The total number of people over 15 taking their own lives in 2011 - the last year for which figures are available - rose by 8% to 6,045, up from 5,608 in 2010.
The number of men who killed themselves, according to the Office of National Statistics (ONS), increased by 8% to 4,552. The rate of 18.2 per 100,000 was the highest level since 2002.
Female suicides also rose 8% to 1,493 or a rate of 5.6 per 100,000.
The overall suicide rate in the UK increased from 11.1 to 11.8 per 100,000, while the highest suicide rate was among men aged 30 to 44 at 23.5 deaths per 100,000.
Among women, the highest rate of suicide was among 45 to 59-year-olds at 7.3 per 100,000.
There are fears that the rise may be down to stresses caused by the economic downturn. But it could also be because of changes in the way it is recorded.
Last year, the Samaritans published a report that said that 3,000 men in their 30s, 40s and 50s commit suicide each year, with men from deprived areas 10 times more likely to take their own lives than those from better-off backgrounds.
Experts concluded that men feel shame when they fall short of what they see as a "gold standard" of masculinity.
In 2011, additional guidance was given to improve the classification of narrative verdicts at inquests in England and Wales.
A narrative verdict is a long-form, factual record of how and in what circumstances a death occurred and is used as an alternative to short-form verdicts such as suicide.
There had been concerns among researchers that these classification rules forced the ONS to record probable suicides as accidents.

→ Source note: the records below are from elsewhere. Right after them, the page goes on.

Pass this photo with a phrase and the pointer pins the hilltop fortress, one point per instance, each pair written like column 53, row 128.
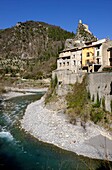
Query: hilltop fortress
column 86, row 54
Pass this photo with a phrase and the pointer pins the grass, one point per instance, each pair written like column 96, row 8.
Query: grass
column 80, row 105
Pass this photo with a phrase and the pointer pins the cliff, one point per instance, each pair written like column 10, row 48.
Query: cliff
column 31, row 49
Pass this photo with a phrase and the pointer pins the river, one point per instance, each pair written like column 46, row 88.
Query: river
column 21, row 151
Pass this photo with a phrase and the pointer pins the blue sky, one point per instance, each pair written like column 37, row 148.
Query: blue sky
column 64, row 13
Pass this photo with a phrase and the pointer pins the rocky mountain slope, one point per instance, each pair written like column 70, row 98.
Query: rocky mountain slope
column 30, row 49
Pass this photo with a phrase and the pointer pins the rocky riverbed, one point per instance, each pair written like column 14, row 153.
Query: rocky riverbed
column 53, row 127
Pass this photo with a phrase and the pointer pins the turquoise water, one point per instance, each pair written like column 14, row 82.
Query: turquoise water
column 21, row 151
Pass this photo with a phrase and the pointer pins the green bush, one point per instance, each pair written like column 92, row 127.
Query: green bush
column 96, row 115
column 98, row 102
column 103, row 103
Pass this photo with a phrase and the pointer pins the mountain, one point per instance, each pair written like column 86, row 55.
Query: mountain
column 83, row 34
column 30, row 49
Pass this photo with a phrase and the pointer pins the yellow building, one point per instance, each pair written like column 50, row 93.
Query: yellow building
column 87, row 58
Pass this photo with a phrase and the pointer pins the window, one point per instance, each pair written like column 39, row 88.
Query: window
column 98, row 61
column 88, row 54
column 87, row 61
column 111, row 88
column 98, row 53
column 98, row 47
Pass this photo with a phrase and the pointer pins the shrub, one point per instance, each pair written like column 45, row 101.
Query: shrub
column 103, row 103
column 98, row 102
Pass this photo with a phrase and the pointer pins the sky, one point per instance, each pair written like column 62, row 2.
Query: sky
column 64, row 13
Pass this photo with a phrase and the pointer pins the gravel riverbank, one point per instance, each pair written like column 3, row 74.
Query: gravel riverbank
column 15, row 92
column 53, row 127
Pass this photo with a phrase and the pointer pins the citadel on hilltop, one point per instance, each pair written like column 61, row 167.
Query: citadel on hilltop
column 86, row 54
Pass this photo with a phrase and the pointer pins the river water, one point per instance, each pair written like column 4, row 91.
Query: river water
column 21, row 151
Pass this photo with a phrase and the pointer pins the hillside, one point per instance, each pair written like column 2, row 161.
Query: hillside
column 31, row 49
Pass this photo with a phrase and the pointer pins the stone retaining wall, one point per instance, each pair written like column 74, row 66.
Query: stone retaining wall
column 100, row 84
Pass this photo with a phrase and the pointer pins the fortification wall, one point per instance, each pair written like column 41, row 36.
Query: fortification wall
column 101, row 84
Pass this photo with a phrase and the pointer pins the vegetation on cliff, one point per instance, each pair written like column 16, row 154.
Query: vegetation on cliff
column 30, row 49
column 79, row 105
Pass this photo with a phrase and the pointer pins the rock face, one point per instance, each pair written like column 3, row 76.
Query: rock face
column 83, row 34
column 31, row 44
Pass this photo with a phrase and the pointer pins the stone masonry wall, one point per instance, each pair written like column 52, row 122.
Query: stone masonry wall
column 101, row 84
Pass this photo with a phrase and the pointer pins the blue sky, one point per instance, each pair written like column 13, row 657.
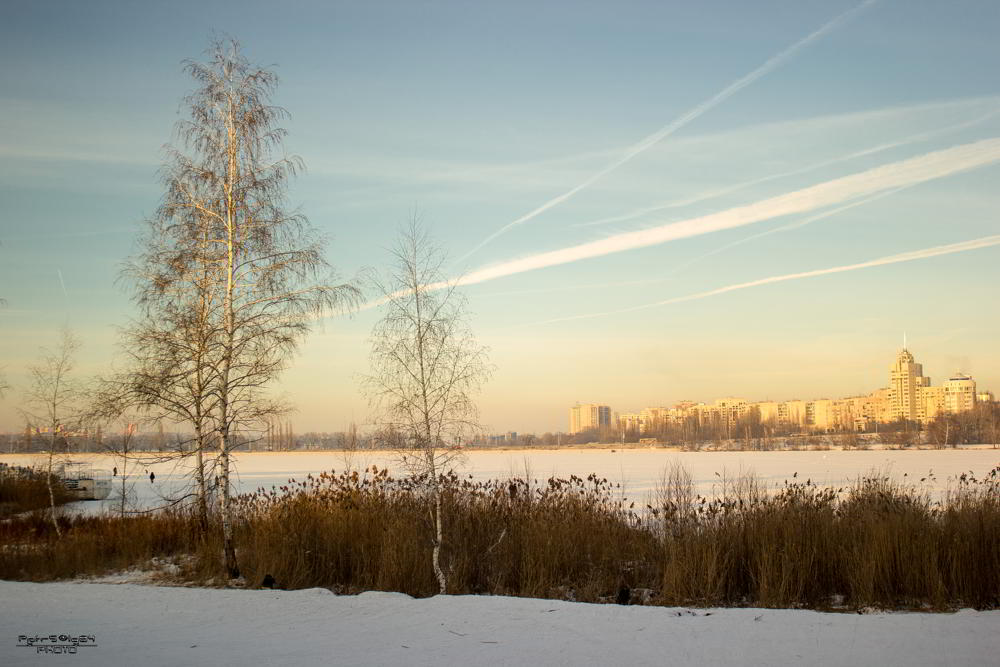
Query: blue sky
column 476, row 114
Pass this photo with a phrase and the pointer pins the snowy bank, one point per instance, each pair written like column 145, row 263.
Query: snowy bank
column 149, row 625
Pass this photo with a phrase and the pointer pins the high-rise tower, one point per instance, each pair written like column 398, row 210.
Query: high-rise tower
column 906, row 379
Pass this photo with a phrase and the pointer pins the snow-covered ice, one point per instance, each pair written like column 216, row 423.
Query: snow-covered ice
column 637, row 470
column 149, row 625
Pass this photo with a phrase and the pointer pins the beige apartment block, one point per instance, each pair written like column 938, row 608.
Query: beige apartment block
column 933, row 400
column 588, row 416
column 959, row 393
column 909, row 396
column 630, row 421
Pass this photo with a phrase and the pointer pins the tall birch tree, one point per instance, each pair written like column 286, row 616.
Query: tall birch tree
column 425, row 367
column 240, row 276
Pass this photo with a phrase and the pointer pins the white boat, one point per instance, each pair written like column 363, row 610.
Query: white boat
column 85, row 483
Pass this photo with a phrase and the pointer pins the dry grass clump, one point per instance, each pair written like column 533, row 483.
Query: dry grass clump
column 25, row 489
column 878, row 543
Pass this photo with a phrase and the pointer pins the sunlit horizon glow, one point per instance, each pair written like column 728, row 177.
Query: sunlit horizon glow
column 723, row 201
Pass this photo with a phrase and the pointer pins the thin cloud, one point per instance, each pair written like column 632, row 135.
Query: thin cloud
column 888, row 177
column 719, row 192
column 930, row 166
column 683, row 120
column 963, row 246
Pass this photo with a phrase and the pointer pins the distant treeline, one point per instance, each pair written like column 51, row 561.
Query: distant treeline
column 978, row 426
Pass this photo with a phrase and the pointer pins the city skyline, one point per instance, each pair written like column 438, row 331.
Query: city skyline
column 907, row 396
column 647, row 202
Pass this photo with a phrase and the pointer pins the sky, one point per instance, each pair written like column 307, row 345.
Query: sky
column 643, row 202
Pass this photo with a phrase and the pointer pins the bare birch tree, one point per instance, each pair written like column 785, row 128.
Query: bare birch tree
column 425, row 366
column 53, row 401
column 231, row 259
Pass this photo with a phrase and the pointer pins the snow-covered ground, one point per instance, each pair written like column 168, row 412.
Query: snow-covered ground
column 638, row 470
column 147, row 625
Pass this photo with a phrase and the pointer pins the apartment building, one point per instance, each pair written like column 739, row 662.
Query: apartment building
column 587, row 416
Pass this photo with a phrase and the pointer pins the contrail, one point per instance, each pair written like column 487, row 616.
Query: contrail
column 63, row 283
column 784, row 228
column 926, row 253
column 712, row 194
column 683, row 120
column 912, row 171
column 715, row 251
column 891, row 176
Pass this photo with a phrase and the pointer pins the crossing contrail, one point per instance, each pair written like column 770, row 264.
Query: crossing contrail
column 887, row 177
column 664, row 132
column 911, row 171
column 725, row 190
column 926, row 253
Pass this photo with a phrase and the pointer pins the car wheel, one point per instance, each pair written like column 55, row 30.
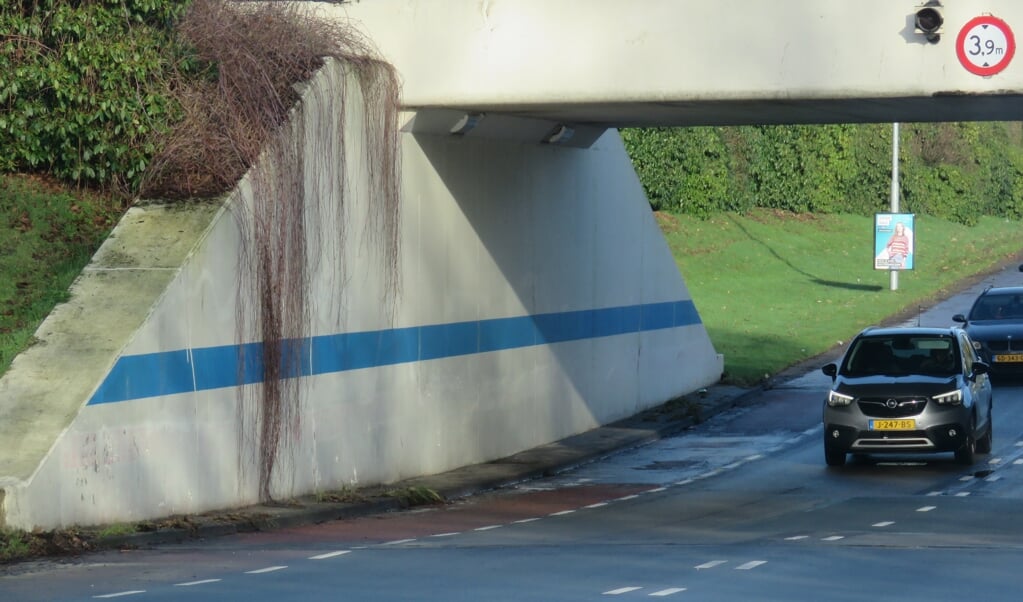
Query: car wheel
column 967, row 454
column 984, row 443
column 834, row 456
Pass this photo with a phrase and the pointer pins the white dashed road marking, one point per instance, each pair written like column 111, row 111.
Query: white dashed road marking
column 621, row 591
column 267, row 569
column 328, row 555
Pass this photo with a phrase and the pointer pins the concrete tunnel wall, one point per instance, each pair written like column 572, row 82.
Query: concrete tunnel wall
column 538, row 300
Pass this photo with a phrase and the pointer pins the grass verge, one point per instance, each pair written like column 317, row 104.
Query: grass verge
column 773, row 289
column 50, row 235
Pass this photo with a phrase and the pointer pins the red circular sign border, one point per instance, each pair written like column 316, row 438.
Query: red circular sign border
column 1010, row 42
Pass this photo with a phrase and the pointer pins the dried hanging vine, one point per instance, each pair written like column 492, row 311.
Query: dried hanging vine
column 241, row 113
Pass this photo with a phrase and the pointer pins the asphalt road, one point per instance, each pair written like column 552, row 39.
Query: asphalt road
column 741, row 507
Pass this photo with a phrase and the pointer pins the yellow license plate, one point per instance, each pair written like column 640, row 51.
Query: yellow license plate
column 1009, row 357
column 893, row 425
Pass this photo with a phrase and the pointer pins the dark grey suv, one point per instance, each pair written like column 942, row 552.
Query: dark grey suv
column 995, row 326
column 908, row 390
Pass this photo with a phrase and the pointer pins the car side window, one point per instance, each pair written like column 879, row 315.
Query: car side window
column 969, row 353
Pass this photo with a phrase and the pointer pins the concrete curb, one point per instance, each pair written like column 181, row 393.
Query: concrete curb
column 652, row 425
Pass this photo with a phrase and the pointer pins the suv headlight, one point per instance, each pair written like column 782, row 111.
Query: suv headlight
column 836, row 399
column 949, row 398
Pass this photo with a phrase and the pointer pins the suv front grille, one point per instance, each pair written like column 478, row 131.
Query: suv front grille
column 903, row 406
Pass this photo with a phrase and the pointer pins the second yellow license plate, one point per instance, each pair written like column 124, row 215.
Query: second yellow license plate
column 1009, row 357
column 893, row 425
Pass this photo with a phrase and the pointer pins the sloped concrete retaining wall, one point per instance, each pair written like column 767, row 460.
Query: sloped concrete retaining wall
column 538, row 300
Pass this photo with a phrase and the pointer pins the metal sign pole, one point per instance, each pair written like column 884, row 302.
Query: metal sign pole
column 893, row 273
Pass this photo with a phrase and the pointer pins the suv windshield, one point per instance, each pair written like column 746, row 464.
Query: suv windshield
column 994, row 306
column 901, row 354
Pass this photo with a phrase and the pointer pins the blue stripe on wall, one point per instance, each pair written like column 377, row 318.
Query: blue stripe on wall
column 168, row 373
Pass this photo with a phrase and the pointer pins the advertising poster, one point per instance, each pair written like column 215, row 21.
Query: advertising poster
column 893, row 244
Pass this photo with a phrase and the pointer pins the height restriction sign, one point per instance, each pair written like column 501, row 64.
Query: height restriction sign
column 985, row 45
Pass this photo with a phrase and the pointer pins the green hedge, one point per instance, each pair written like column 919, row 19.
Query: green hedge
column 81, row 86
column 952, row 171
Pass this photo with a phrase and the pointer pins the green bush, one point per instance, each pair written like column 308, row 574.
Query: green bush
column 953, row 171
column 81, row 86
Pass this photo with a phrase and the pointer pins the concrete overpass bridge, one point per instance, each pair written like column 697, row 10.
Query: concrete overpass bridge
column 690, row 62
column 538, row 298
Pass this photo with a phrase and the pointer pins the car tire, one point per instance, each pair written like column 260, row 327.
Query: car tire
column 834, row 456
column 968, row 453
column 984, row 443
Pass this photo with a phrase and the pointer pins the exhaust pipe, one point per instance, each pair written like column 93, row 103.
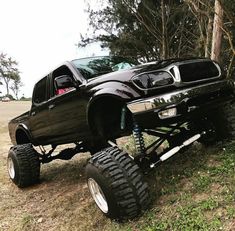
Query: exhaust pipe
column 176, row 149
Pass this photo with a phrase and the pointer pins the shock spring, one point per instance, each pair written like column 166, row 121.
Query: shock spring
column 139, row 139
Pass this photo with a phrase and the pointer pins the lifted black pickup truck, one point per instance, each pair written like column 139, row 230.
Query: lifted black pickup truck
column 93, row 101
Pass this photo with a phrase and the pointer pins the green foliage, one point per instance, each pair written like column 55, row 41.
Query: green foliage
column 10, row 74
column 156, row 29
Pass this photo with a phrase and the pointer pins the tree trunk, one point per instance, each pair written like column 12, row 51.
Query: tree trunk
column 217, row 32
column 208, row 37
column 164, row 32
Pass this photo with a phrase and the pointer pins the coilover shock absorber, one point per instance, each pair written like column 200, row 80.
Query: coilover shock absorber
column 139, row 139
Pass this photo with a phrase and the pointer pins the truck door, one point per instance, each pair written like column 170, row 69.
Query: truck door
column 39, row 113
column 67, row 111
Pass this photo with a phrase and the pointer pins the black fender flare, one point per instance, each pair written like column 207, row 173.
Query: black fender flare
column 23, row 128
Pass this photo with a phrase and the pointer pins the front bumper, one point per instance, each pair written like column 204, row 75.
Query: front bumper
column 197, row 98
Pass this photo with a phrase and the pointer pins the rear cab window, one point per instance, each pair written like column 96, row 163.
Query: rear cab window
column 40, row 91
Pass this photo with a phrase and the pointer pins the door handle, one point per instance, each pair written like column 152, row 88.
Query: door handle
column 51, row 106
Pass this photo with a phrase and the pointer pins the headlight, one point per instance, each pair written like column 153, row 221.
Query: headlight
column 153, row 80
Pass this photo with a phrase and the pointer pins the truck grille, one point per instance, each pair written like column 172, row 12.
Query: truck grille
column 202, row 70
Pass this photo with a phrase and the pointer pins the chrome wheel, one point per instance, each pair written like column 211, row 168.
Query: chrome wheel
column 98, row 195
column 10, row 168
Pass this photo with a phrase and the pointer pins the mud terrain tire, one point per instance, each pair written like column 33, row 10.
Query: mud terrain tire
column 119, row 183
column 23, row 165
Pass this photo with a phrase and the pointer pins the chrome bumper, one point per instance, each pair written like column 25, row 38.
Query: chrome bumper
column 177, row 97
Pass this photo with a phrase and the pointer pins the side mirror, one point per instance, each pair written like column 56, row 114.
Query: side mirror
column 64, row 81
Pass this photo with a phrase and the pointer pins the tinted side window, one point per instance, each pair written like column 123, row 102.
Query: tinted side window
column 40, row 91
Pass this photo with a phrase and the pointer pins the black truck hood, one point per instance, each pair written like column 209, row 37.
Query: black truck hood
column 126, row 75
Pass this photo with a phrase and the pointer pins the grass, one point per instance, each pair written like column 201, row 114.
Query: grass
column 193, row 190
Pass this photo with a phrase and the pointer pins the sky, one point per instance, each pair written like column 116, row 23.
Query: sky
column 41, row 34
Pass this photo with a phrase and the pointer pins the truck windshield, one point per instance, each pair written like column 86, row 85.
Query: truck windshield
column 95, row 66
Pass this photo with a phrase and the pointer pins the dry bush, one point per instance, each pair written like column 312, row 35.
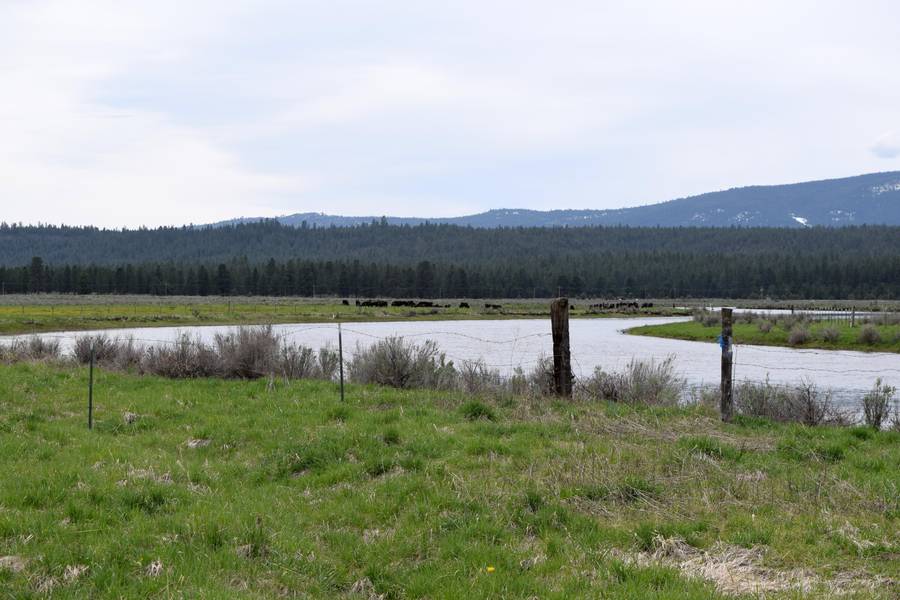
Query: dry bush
column 869, row 335
column 329, row 362
column 799, row 335
column 247, row 353
column 397, row 363
column 830, row 334
column 128, row 355
column 707, row 317
column 297, row 362
column 802, row 403
column 788, row 322
column 104, row 349
column 748, row 317
column 185, row 359
column 34, row 348
column 541, row 380
column 877, row 404
column 641, row 382
column 475, row 377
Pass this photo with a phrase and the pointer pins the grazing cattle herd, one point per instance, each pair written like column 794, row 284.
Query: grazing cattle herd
column 618, row 306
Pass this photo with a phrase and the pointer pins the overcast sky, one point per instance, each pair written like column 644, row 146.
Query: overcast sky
column 119, row 113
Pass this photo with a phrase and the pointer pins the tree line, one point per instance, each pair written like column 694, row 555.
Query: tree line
column 407, row 245
column 653, row 274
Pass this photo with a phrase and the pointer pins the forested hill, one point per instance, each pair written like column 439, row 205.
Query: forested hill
column 430, row 261
column 863, row 199
column 439, row 243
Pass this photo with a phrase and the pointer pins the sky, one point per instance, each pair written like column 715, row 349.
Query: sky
column 121, row 113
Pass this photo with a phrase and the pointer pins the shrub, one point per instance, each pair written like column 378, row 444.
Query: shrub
column 35, row 348
column 38, row 348
column 127, row 355
column 830, row 334
column 877, row 404
column 184, row 359
column 799, row 335
column 105, row 349
column 248, row 353
column 401, row 364
column 329, row 363
column 473, row 410
column 748, row 317
column 297, row 362
column 802, row 403
column 541, row 379
column 707, row 318
column 869, row 335
column 641, row 382
column 474, row 377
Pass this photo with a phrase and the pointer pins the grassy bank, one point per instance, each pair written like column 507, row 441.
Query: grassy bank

So in 2011, the ONS looked for common phrases used by coroners in inquest verdicts to see whether they could be classified as intentional self-harm.
The ONS said this additional guidance could have resulted in an increased number of narrative verdicts coded as intentional self-harm in 2011, which in turn could have contributed to the increase in the suicide rate.
Care services minister Norman Lamb said: "Losing a loved one to suicide is a tragedy. Even one life taken by suicide is one too many.
"The rise in the numbers of people committing suicide causes very real concern. We need to tackle this head on.
"We published a refreshed Suicide Prevention Strategy last year precisely because we take it seriously. The strategy targets those most at risk by providing the right interventions at the right time.
"We also need to make sure information about treatment and support is available to those who need them, including those who are suffering from bereavement following a suicide.
"Giving greater priority to mental health services, and to improving access, are also critical. The Government has made its intent on this very clear through the first NHS Mandate."